Fix sync delay between calls to vkQueueSubmit() on non-Apple-Silicon devices.

The [MTLDevice sampleTimestamps:gpuTimestamp:] function turns out to be
synchronized with other queue activities, and can block GPU execution
if it is called between MTLCommandBuffer submissions.
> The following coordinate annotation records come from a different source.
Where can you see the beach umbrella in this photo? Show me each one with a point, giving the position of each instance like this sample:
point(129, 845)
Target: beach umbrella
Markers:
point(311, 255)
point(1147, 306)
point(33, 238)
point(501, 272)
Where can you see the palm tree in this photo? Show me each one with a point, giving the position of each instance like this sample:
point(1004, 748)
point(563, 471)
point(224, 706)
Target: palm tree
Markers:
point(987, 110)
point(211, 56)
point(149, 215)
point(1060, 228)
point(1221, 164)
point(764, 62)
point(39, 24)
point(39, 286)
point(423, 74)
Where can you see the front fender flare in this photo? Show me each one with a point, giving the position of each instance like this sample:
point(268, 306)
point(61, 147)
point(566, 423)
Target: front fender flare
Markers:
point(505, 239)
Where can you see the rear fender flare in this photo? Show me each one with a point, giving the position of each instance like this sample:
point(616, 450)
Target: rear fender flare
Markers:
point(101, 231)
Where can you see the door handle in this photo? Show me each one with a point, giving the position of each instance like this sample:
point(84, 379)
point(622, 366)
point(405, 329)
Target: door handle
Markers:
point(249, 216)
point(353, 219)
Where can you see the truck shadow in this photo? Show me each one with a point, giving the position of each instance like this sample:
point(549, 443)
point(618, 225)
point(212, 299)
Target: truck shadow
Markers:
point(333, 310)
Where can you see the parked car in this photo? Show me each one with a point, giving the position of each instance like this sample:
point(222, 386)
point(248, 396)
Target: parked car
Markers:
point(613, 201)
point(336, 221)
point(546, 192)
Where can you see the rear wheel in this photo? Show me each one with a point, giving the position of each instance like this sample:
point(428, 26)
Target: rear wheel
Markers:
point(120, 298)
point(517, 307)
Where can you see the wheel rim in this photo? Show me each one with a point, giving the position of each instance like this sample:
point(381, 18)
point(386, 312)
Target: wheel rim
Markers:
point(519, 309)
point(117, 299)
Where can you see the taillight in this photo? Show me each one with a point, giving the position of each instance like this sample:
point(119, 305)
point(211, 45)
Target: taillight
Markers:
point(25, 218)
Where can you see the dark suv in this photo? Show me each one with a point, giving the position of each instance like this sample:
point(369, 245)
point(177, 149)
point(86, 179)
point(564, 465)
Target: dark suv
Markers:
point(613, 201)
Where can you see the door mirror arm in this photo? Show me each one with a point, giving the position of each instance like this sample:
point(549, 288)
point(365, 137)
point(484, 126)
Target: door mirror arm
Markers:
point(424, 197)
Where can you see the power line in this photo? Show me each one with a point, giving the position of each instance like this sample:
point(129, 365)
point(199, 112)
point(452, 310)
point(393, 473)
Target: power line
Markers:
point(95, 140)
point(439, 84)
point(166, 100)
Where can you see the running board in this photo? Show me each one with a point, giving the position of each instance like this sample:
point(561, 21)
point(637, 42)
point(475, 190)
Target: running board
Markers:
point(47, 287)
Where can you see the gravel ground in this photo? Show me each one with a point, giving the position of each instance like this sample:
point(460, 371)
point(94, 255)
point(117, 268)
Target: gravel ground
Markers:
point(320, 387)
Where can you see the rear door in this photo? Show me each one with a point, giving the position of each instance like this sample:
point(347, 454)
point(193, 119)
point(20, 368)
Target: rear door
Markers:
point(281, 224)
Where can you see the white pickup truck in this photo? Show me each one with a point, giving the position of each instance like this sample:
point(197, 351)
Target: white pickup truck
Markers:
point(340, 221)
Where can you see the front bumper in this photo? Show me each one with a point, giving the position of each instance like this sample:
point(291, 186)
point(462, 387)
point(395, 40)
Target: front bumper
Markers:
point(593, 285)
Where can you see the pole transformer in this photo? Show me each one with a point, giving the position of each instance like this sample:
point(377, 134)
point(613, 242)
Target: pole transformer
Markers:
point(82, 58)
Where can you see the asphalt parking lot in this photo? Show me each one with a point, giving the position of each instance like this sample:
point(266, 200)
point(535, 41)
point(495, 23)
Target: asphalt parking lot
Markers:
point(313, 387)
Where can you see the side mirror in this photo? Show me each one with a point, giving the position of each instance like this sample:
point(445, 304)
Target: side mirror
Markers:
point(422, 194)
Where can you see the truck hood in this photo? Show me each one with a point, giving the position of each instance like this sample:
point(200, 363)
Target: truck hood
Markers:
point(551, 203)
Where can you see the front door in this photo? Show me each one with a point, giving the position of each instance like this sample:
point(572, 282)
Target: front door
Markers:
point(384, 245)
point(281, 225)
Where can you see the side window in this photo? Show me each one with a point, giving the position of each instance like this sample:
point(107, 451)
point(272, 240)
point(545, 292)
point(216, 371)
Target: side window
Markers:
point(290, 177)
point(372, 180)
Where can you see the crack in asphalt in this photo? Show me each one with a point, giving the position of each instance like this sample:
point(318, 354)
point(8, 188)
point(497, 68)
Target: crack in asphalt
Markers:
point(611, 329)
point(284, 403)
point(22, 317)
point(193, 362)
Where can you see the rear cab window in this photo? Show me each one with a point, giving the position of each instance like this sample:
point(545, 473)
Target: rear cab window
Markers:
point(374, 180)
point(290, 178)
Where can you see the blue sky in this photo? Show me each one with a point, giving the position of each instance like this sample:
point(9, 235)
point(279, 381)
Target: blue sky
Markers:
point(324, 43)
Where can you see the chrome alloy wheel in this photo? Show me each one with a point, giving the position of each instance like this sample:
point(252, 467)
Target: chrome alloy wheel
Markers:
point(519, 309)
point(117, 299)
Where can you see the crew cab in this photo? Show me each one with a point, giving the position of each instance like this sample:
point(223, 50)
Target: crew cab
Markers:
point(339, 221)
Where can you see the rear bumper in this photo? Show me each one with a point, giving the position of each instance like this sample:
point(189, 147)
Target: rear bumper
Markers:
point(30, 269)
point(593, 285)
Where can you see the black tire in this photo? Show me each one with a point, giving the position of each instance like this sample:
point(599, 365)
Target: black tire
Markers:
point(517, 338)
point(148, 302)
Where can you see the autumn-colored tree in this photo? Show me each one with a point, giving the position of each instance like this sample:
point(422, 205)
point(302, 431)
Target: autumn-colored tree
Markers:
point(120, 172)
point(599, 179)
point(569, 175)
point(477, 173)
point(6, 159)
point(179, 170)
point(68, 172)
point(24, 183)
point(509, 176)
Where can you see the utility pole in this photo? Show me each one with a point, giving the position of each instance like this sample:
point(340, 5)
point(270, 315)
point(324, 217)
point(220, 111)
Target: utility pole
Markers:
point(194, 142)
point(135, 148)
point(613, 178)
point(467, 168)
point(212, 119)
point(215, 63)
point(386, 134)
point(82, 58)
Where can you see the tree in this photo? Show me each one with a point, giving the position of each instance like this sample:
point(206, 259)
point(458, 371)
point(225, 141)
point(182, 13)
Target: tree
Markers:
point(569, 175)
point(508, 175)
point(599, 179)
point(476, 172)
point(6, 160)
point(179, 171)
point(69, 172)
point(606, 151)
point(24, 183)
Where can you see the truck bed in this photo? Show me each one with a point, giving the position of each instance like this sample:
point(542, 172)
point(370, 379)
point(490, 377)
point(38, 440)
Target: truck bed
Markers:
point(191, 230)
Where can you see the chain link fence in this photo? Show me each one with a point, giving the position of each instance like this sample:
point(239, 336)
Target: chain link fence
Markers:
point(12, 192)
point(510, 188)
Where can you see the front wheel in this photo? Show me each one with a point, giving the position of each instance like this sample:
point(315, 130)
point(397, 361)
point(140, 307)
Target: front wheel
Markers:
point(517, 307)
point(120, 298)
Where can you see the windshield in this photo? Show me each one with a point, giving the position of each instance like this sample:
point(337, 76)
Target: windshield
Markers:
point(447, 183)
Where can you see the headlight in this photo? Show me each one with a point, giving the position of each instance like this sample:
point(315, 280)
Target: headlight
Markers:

On non-Apple-Silicon
devices, it was called before and after every vkQueueSubmit() submission,
to track the correlation between GPU and CPU timestamps, and was delaying
the start of GPU work on the next submission (on Apple Silicon, both
CPU & GPU timestamps are specified in nanoseconds, and the call was bypassed).

Move timestamp correlation from vkQueueSubmit() to
vkGetPhysicalDeviceProperties(), where it is used to update
VkPhysicalDeviceLimits::timestampPeriod on non-Apple-Silicon devices.

Delegate MVKPhysicalDevice::getProperties(VkPhysicalDeviceProperties2*)
to MVKPhysicalDevice::getProperties(VkPhysicalDeviceProperties*), plus
minimize wasted effort if pNext is empty (unrelated).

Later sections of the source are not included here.